Kritik zu Pacifiction
Benoît Magimel verkörpert einen französischen Kolonialbeamten auf Tahiti und Regisseur Albert Serra macht daraus ein grandioses Spiel mit den Konventionen des Politthrillers
Das Amt, das der französische Beamte Monsieur De Roller innehat, wirkt beinahe ebenso aus der Zeit gefallen wie der Titel, den er trägt. De Roller, ein Mann um die 50, der sich augenscheinlich gehen lassen hat und zum selbstverliebten Schwadronieren neigt, ist der »Hochkommissar der französischen Republik« auf Tahiti, ein Relikt einer weitgehend, aber eben noch nicht vollständig untergegangenen Kolonialzeit. Tahiti und die anderen Inseln Französisch-Polynesiens werden weiterhin von Paris aus regiert und unterstehen dem französischen Staat. Ein Anachronismus, dessen sich der von Benoît Magimel gespielte De Roller durchaus bewusst ist. In vielen seiner Monologe schwingt Verachtung für die Pariser Politik mit. Aber das hält ihn keineswegs davon ab, sich selbst als gütigen Kolonialherren im zerknitterten weißen Zweireiher zu inszenieren, der versucht, seine Macht durch zwielichtige Geschäfte und kaum verhohlene Drohungen aufrechtzuerhalten.
Aber De Rollers Macht ist längst zu einer Chimäre geworden. Er klammert sich mit all seiner Kraft an einer Illusion fest, während sich der Boden unter seinen Füßen immer weiter auflöst. So verliert er, der zudem bald abberufen werden soll, sich mehr und mehr in einem Zwischenreich, in dem es keinerlei Sicherheit und auch keine eindeutige Wahrheit gibt. Einmal heißt es, De Roller sei in einer Abwärtsspirale gefangen, die ihn tiefer und tiefer in Paranoia und Größenwahn versinken ließe. Einer Spirale ins Ungewisse, einem Abstieg ins Apokalyptische, gleicht auch Albert Serras Film »Pacifiction«. Von fern erinnert er an die Politthriller der 1950er und 60er Jahre. De Roller ist »unser Mann in Polynesien«.
Aber das Licht der Sonne hat hier eine ganz andere Macht als in den Filmen des Kalten Krieges. Es verleiht allen Farben eine fast schon übernatürliche Strahlkraft. Es scheint auch die Zeit zu verlangsamen. Benoît Magimel ist zwar ständig in Bewegung, mit einem Auto, einer protzigen weißen Mercedes-Limousine, mit einem Boot oder auch mit einem kleinen Flugzeug. Aber aus diesem fortwährenden In-Bewegung-Sein erwächst kein Fortkommen. Die Spirale in den Abgrund kennt keinen Ausweg. Es geht immer weiter nach unten, und De Roller merkt es nicht einmal.
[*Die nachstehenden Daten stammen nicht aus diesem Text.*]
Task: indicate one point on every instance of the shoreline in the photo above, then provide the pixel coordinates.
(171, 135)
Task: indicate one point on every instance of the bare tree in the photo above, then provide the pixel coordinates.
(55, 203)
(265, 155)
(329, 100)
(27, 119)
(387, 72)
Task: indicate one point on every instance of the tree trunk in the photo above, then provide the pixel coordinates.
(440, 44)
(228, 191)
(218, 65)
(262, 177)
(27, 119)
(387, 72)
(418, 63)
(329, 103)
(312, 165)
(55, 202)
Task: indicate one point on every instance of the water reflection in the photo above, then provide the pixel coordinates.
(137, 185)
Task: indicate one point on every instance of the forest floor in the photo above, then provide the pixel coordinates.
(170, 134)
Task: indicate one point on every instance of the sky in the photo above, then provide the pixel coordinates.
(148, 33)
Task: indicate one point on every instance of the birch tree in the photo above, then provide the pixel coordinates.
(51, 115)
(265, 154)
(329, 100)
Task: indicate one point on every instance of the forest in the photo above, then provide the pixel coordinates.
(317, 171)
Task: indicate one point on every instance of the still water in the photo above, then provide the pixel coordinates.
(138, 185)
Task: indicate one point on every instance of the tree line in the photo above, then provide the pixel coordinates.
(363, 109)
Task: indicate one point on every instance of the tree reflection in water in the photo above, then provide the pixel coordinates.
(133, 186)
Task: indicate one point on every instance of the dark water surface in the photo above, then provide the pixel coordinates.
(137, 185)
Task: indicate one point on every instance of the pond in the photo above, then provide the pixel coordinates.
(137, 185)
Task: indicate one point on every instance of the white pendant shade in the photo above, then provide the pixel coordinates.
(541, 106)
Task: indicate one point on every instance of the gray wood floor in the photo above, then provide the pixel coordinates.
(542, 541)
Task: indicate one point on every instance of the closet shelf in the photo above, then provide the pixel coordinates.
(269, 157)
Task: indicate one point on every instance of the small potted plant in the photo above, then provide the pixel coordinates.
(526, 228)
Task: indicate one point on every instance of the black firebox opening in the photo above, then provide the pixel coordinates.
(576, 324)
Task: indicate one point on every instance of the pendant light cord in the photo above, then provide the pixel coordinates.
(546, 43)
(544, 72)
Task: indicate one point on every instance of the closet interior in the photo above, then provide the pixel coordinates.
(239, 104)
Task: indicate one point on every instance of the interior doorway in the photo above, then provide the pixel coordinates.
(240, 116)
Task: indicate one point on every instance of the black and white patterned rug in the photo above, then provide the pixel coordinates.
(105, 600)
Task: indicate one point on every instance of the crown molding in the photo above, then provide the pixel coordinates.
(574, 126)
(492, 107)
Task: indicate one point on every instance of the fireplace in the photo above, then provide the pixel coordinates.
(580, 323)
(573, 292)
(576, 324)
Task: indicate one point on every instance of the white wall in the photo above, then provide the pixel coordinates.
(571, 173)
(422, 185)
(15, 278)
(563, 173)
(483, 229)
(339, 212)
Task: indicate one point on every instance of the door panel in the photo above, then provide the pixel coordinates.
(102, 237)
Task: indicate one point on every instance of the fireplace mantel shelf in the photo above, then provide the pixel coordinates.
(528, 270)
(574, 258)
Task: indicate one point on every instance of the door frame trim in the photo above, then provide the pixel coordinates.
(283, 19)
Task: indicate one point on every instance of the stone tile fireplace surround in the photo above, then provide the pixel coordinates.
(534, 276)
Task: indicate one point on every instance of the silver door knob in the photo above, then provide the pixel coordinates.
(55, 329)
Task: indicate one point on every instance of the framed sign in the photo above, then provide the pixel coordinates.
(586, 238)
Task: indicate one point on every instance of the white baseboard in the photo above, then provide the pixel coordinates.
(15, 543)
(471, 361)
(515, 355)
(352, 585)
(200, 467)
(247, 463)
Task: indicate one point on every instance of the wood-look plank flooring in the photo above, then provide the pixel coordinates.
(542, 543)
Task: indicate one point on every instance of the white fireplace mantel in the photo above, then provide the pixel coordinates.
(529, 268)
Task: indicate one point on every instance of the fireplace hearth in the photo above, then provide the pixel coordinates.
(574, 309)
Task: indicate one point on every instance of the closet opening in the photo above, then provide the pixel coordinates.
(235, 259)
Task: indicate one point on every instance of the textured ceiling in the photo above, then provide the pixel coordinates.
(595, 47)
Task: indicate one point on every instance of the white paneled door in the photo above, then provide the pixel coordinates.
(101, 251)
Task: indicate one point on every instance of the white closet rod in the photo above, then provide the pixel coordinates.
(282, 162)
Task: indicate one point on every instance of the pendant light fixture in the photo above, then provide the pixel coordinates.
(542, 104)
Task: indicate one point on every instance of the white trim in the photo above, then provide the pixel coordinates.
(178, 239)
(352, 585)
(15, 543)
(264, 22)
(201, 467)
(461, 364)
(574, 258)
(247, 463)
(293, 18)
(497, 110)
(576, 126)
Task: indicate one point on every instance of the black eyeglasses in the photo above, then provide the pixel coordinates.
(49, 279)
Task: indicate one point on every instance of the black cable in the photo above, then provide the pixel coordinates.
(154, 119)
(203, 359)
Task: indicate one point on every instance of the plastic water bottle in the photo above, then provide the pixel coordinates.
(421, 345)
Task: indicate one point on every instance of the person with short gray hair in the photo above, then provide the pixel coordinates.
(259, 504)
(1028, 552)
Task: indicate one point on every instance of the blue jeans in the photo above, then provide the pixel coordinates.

Magimel wirkt wie ein Schlafwandler, wie ein Mann, der in seiner ganz eigenen Realität gefangen ist. Aus dem Riss, der De Roller von den anderen trennt, quellen die meist betörend schönen, aber auch beunruhigend rätselhaften Bilder des Films hervor. Albert Serra, der zu den eigensinnigsten Filmemachern unserer Zeit gehört, inszeniert De Rollers Niedergang als von der tropischen Sonne überbelichteten Albtraum, der keiner inneren Logik folgt. Immer wieder deuten sich Intrigen und Gefahren, politische Ränke und kolonialistische Fantasien an.
So macht das Gerücht auf den Inseln die Runde, dass die Franzosen ihre seit den 1990er Jahren eingestellten Atombomben-Tests wieder aufnehmen wollen. Eben jene Tests, die in der Vergangenheit Krankheit, Leid und Tod über die indigene Bevölkerung Tahitis gebracht haben. Ein französischer Admiral, dessen U-Boot an einem geheimen Ort vor der Küste der Insel liegt, heizt die Stimmung noch mit kryptischen Reden an. Einige Aktivisten kündigen Proteste an, während ein Portugiese und ein Amerikaner undurchsichtigen Plänen nachgehen. Aber all diese einzelnen Geschichten und Episoden fügen sich nie zusammen. Der Thriller, der sich in ihnen andeutet, bleibt Andeutung und erhält dadurch eine um so größere Wirkung. In all den Leerstellen, die Serra bewusst lässt, lauert ein namenloses Unbehagen. Die albtraumhafte Atmosphäre, die zum Ende immer bedrückender wird, verstärkt er durch die Montage der Bilder, die oft nicht ganz zusammenzupassen scheinen. Räume und zeitliche Abläufe geraten durcheinander. Serra sabotiert so die Wahrnehmung des Publikums und verunsichert es, bis das Schwarz der tropischen Nächte so undurchdringlich wie dieser Film gewordene Albtraum wird.